Gathering outage data is a challenge: there is no centralized database of outage reports in any country (that we are aware of) and, short of mandatory rules, there probably won’t be. Uptime Institute’s outage analysis relied on reports in the media, which skews the findings, and on survey data, which has its own biases. Other initiatives have similar limitations.
The US government also struggles to get an accurate accounting of data center/IT outages, even in closely watched industries with a public profile. The US Government Accountability Office (GAO) recently issued a report (GAO-19-514) in which it documented 34 IT outages from 2015 through 2017 that affected 11 of the 12 selected (domestic US) airlines included in the report.
The GAO believes that about 85 percent of the outages resulted in some flight delays or cancellations and 14 percent caused a ground stop of several hours or more. By contrast, Uptime Institute identified 10 major outages affecting the airline industry worldwide in the period since January 2016.
The Uptime Institute data is drawn from media reports and other more direct sources. It is not expected to be comprehensive. Many, many outages are kept as quiet as possible and the parties involved do their best to downplay the impact. The media-based approach provides insights, but probably understates the extent of the outage problem - at least in the global airline industry.
Government data is not complete either. The GAO explicitly notes many circumstances in which information about airline IT outages is unavailable to it and other agencies, except in unusual cases. These circumstances might involve smaller airlines and airports that don’t get attention.
The GAO also notes that delays and cancellations can have multiple causes, which can reduce the number of instances in which an IT outage is blamed. The GAO’s illustration below provides examples of potential IT outage effects.
The report further notes: “No government data were available to identify IT outages or determine how many flights or passengers were affected by such outages. Similarly, the report does not describe the remedies given to passengers or their costs.” We do know, of course, that some airlines — Delta and United are two examples — have faced significant outage-related financial consequences.
Consumer complaints stemming from IT outages accounted for less than one percent of all complaints received by the US Department of Transportation from 2015 through June 2018, according to agency officials. These complaints raised concerns similar to those resulting from more common causes of flight disruption, such as weather. It is likely that all these incidents bring reputational costs to airlines that are greater than the operational costs the incidents incur.
The GAO does not have the mandate to identify the causes of outages it identified. The report describes possible causes in general terms. These include aging and legacy systems, incompatible systems, complexity, interdependencies, and a transition to third-party and cloud systems. Other issues included hardware failures, software outages or slowdowns, power or telecommunications failures, and network connectivity.

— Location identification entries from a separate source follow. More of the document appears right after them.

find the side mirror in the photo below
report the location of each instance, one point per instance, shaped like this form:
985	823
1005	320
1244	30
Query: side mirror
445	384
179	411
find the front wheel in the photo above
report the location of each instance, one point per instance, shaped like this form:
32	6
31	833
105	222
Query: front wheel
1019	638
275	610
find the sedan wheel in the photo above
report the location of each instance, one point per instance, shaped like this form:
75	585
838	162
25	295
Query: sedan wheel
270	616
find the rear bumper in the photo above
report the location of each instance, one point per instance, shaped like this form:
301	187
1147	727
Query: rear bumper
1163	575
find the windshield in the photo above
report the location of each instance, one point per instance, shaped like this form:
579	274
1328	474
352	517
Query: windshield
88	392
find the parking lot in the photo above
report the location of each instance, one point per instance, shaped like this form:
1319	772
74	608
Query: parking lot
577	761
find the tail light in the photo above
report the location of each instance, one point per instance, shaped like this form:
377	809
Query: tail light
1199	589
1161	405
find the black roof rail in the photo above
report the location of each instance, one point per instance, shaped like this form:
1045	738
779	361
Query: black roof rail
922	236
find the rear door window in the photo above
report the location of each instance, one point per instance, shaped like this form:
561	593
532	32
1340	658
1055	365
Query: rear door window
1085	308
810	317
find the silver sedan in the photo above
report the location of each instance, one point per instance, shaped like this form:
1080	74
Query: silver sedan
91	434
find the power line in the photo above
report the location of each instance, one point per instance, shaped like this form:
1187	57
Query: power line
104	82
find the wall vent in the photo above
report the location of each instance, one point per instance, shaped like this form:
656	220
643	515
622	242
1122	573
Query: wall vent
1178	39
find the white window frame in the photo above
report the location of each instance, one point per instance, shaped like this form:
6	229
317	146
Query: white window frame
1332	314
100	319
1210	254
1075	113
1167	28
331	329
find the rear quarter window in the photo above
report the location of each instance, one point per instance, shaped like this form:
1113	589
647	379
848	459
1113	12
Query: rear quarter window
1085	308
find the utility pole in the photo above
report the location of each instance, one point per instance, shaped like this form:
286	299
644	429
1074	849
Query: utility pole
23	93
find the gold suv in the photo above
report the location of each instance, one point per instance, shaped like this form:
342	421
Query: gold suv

The GAO said, “Representatives from six airlines, an IT expert, and four other aviation industry stakeholders pointed to a variety of factors that could contribute to an outage or magnify the effect of an IT disruption. These factors ranged from underinvestment in IT systems after years of poor airline profitability, increasing requirements on aging systems or systems not designed to work together, and the introduction of new customer-oriented platforms and services.” All of this is hardly breaking news to industry professionals, and many of these issues have been discussed in Uptime Institute meetings and in our 2016 Airline outages FAQ.
The report cites prevention efforts that reflect similarly standard themes, with five airlines moving to hybrid models (spreading workloads and risk, in theory) and two improving connectivity by using multiple telecommunications network providers. Stakeholders interviewed by the GAO mentioned contingency planning, recovery strategies and routine system testing; the use of artificial intelligence (although it is not clear for what functions); and outage drills as means for avoiding and minimizing system disruptions.
In short, the GAO was able to throw some light on a known problem but was not able to generate a complete record of outages in the US airline industry, provide an estimate of direct or indirect costs, explain their severity and impact or pinpoint their causes. As a result, each airline is on its own to determine whether it will investigate outages, identify causes or invest in remedies.
There is little information sharing; Uptime Institute’s Abnormal Incident Reporting System examines causes for data center-specific events, but it is not industry specific and would not capture many network or IT-related events. Although there have been some calls for greater sharing, within industries and beyond, there is little sign that most operators are willing to openly discuss causes and failures owing to the dangers of further reputational damage, lawsuits and exploitation by competition.